Tampa man in talks with national grocers after inventing grocery cart sanitizer system

Coronavirus

TAMPA (WFLA) – During the pandemic, we’re all have been more conscious of the things we touch when we leave our homes, like shopping carts.

According to inventor, Adam Labadie 20 million grocery carts are touched a minimum of 200 times a day. Now the Tampa native has created a possible solution for a safer shopping experience…the Arch Cart Sanitizer.

“I wanted to have a brand and I wanted them to be comfortable knowing that they have a clean cart said Labadie.

The Arch Cart Sanitizer is an automated solution for grocery cart sanitation that uses EPA approved chemicals that kill COVID-19. Additionally, Labadie tells WFLA.com, his invention eliminates the use of one-time-use grocery store wipes.

“They actually make up the third-largest item in landfill is one-time use wipes and so I wanted to make our business sustainable that was my entire vision,” said Labadie. “This unit would be on a sidewalk or right in front of the entryway for the carts and the cart attendant…he would hit the remote, push the carts through like normal, no extra effort, and they can shut it off when they’re done.”

Other Arch Cart features include:  

-Electrostatic technology 
-EPA approved for outside spraying- no drain required 
-The Arch Cart has 2 models, one for indoor and outdoor use 
– Remote control or manual actuation 
– No limit on amount of carts

Labadie tells WFLA.com, he was laid off from his job as a consultant during the pandemic. Now, the husband and father of two is in talks with several national grocery chains.
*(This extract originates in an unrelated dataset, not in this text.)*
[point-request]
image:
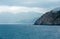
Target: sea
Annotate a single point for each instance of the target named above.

“Five months in and we are ready to go for production, we’re actually talking with national grocers that are helping us with design and saying, ‘hey, look, we’d like to have this version inside and this version outside. We’d like it to look this way and we want to put our mission statement on it.”

Labadie estimates the Arch Cart Sanitizer will make it’s grocery store debut in the next 45-60 days. 

“I dream that one-day people walked up and be like, ‘hey, did it go through the Arch,” said Labadie. “I wanted to have a brand and I wanted them to be comfortable knowing that they have a clean cart.”